The website he and I created is (by some minor miracle) still up and running at http://www.users.zetnet.co.uk/mike.scott.rohan. It tells much of this story in (mostly) his own words. Which – like Mike – are witty, entertaining, knowledgeable, and worth every minute it will take to read them.
His entry in the SF Encyclopedia follows:
Scottish publisher, editor and author with a degree in law, with Elsevier International Publishing 1973-1978 and since freelance. Following a fiction debut with “The Planetoid in the Case: A Matter of Unnatural Law” in the Oxford University SF Group’s Amateur Magazine SFinx #7 for January 1973, he began publishing sf professionally with “Fidei Defensor” in Andromeda 2 (anth 1977) edited by Peter Weston and “The Insect Tapes” in Aries 1 (anth 1979) edited by John Grant. Nonfiction books include a study of the Viking era, The Hammer and the Cross (1980 chap) with Allan Scott, and an introduction to home computing, First Byte (1983); he also reviewed for Opera Now. His first novel was Run to the Stars (dated 1982 but 1983), signed Mike Scott Rohan, a promising Scots-in-space Hard SF thriller featuring relativistic Weapons and an Alien message, with nasty Earth bureaucrats ready to attack their own space colony. Then, like several UK writers of the period, he began genre-crossing; most of his subsequent fiction was Fantasy – the genre in which he seems most at home – beginning with The Ice King (1986; vt Burial Rites 1987) with Allan Scott under the joint pseudonym Michael Scot, a supernatural thriller involving Norse Mythology and, specifically, the Norse version of the walking dead or Zombies: draugar. There followed the more notable The Winter of the World sequence beginning with The Winter of the World, Volume One: The Anvil of Ice (1986), set in an invented frozen world imagined in some depth; though the writing is sometimes floridly rhetorical. A young smith with the ability to create Technofantasy artefacts sets himself against the entropic Powers driving the oncoming Ice Age; quests follow; spring comes, but at a cost, which the fourth and later volumes detail down the generations. Devices employed against the Ice include a weaponized blast furnace and the titular tool of The Winter of the World, Volume Three: The Hammer of the Sun (1988), in essence a tactical nuclear Weapon.

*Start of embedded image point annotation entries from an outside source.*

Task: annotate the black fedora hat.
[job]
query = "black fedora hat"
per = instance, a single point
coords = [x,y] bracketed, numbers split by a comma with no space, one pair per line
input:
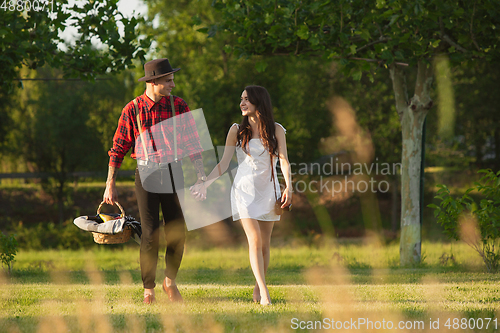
[157,68]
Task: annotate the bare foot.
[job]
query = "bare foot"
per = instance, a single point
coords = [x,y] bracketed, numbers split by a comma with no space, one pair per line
[256,293]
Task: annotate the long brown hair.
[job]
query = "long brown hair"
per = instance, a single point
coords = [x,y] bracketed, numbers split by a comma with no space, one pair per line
[259,97]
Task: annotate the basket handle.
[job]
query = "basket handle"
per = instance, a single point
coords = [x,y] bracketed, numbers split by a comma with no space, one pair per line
[116,203]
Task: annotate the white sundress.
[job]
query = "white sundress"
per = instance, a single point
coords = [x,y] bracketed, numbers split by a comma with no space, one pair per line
[253,191]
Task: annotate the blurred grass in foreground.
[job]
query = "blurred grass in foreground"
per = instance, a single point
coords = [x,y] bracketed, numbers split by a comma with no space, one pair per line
[101,290]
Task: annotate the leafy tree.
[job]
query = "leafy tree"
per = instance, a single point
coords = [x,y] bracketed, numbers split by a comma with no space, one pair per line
[31,38]
[398,35]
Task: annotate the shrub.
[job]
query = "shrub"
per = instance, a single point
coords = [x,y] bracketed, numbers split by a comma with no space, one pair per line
[453,214]
[8,250]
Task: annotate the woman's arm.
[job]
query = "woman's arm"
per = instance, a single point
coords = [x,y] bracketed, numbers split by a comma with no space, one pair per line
[286,197]
[223,164]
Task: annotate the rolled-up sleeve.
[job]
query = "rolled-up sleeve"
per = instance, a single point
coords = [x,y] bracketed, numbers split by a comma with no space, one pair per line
[124,137]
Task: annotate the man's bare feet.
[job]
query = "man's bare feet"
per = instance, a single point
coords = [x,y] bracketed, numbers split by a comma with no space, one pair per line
[265,298]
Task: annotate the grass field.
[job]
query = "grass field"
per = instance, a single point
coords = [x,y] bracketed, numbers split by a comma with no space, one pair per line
[101,291]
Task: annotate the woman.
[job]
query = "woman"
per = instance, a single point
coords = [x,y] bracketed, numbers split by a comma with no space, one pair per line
[257,141]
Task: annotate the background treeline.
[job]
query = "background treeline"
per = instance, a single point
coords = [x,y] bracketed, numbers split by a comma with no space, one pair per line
[66,126]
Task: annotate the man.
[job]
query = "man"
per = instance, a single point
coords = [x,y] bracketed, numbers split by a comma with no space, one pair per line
[153,145]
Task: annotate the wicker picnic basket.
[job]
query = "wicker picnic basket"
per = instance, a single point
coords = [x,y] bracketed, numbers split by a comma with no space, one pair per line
[121,237]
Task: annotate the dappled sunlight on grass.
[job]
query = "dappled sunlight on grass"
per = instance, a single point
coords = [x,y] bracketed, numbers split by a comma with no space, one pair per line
[341,282]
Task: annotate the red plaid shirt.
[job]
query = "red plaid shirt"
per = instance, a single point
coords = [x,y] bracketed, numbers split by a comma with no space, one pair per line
[159,141]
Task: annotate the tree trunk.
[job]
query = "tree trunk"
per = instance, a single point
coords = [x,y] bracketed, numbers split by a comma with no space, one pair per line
[412,113]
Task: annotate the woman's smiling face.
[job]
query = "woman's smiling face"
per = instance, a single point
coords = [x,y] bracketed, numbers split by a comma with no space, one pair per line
[247,108]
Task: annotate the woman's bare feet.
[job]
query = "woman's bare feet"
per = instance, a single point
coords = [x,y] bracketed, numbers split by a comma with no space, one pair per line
[265,299]
[256,293]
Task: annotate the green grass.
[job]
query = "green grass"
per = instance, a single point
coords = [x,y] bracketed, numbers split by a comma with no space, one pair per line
[101,290]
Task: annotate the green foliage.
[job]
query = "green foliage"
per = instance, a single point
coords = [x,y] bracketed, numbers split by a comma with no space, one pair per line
[385,31]
[213,77]
[451,210]
[8,250]
[32,38]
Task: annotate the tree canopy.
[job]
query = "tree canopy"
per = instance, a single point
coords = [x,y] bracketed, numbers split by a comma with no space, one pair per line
[382,31]
[365,36]
[31,37]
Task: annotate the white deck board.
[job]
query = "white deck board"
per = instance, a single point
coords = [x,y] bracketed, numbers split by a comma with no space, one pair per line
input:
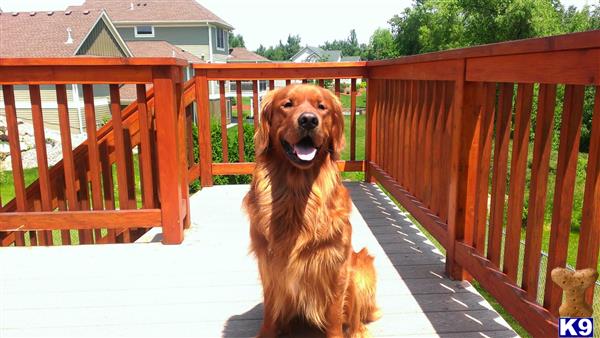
[209,285]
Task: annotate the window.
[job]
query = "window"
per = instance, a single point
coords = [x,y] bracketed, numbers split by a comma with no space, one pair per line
[221,38]
[144,31]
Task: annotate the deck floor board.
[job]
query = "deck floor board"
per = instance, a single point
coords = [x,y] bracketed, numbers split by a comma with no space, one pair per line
[209,285]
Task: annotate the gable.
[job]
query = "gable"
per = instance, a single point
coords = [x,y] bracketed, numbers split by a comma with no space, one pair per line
[101,42]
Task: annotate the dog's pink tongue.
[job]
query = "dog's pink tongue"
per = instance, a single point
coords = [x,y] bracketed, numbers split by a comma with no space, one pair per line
[305,153]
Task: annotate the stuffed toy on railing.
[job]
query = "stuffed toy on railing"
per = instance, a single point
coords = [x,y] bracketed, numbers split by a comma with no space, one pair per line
[574,284]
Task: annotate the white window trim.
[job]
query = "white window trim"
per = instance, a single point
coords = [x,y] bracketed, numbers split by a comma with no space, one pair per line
[217,37]
[143,35]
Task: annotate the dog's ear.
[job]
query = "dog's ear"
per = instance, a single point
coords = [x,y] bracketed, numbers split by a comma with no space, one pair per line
[261,137]
[337,130]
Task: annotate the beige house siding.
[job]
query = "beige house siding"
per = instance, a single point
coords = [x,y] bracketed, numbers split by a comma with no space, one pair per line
[101,42]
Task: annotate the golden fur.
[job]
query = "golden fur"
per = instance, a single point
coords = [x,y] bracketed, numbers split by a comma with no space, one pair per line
[299,226]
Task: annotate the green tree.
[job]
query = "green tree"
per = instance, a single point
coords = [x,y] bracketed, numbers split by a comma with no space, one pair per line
[236,40]
[381,46]
[349,46]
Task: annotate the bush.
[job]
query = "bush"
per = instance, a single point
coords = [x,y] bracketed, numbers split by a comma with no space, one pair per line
[217,153]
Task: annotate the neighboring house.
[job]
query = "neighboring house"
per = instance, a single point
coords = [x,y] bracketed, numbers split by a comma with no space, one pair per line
[60,34]
[183,23]
[75,32]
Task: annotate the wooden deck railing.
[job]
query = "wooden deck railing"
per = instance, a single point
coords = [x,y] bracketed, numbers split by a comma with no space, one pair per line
[79,193]
[439,137]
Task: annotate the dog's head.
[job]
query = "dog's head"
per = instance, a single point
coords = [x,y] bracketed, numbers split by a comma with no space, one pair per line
[301,124]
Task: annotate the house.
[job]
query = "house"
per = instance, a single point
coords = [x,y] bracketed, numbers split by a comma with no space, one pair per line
[183,23]
[316,54]
[75,32]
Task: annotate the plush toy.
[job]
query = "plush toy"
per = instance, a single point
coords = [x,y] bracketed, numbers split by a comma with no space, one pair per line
[574,284]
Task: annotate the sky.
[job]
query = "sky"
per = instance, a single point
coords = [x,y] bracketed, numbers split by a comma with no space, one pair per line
[268,21]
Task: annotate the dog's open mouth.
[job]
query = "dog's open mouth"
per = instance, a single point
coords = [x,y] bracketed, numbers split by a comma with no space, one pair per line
[302,152]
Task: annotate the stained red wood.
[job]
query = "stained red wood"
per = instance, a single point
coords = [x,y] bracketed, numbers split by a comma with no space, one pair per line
[240,120]
[483,175]
[463,172]
[538,188]
[166,111]
[370,127]
[223,107]
[352,119]
[45,237]
[500,171]
[518,171]
[120,152]
[589,232]
[534,318]
[15,154]
[80,219]
[147,175]
[562,210]
[204,140]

Rohan then made a partial return to a kind of sf, in the jaunty, romantic Science Fantasy Spiral trilogy, comprising Chase the Morning (1990), The Gates of Noon (1992) and Cloud Castles (1994), where reality intersects with a system of increasingly magical Parallel Worlds known as the Spiral and the Core (see Science and Sorcery), and a Computer program can be used as a spell. The series is intelligent, well thought-out, and surprisingly full of acute observations about Near-Future Politics. A second fantasy collaboration with Allan Scott, A Spell of Empire: The Horns of Tartarus (1992), was published under their real names. But perhaps Rohan’s finest work is the solo historical fantasy The Lord of Middle Air (1994), set partly in the Border area of thirteenth-century Scotland and partly in a very convincing land of Faerie [see The Encyclopedia of Fantasy under links below]. In this tale a young Scots chieftain encounters and has his life changed by Michael Scot (1175-circa 1232), who like several other real-life scholars of the past acquired the reputation of being a magician – a belief here literally true. (Rohan claimed Michael Scot as an ancestor.)
Rohan consistently grew in stature as a writer throughout his active career, but owing to illness fell silent as a novelist after Shadow of the Seer: A Winter of the World Novel (2001), the sixth episode in that series. He continued to write about classical opera.